The mid-19th Century marks a “Golden Age” in the American whaling industry. Hundreds of ships roamed the seas, searching farther and farther for their valuable prey. Ironically, the “Golden Age” ended a decline. (See the chart at the end of this blog post.)
Today, we’ll explore some aspects of the high point in this maritime trade and the circumstances that started to curtail the hunt for whales.
By The Numbers
By the mid-19th Century, the United States owned about half the whaling ships in the world. There were twenty major whaling ports in the country, including a west coast harbor: San Francisco.

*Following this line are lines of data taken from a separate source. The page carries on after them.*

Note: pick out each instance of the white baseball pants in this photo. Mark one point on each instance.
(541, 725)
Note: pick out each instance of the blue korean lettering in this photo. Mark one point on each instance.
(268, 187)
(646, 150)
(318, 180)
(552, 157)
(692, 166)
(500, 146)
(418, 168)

According to research and documentation from the New Bedford Whaling Museum, New Bedford alone had a fleet of three hundred twenty-nine ships in 1857. The vessels were worth over twelve million dollars. Ten thousand men found employment on the whaling ships, just from that harbor city.
The American whaling fleet may have dominated and impressed with sheer numbers, but the profitability of the industry started to change during this mid-century “golden age.” The world and markets were always changing which meant supply and demand was also changing.
Supply & Demand
We’re actually going to tackle this topic backwards: demand and supply.
The demand for whale oil started decreasing during the large fleet era. Why? Petroleum. Discovered in Pennsylvania in 1859, this oil from the ground was more efficient and cost effective for the consumer than whale oil. It could be made into fuel for lamps. However, don’t imagine that the demand for whale oil ceased with the discovery of petroleum; it didn’t. Whale oil was still desired into the 20th Century for lubricant, food industry, and technological work. The discovery of petroleum simple changed the market by adding a competitor for the lighting fuel.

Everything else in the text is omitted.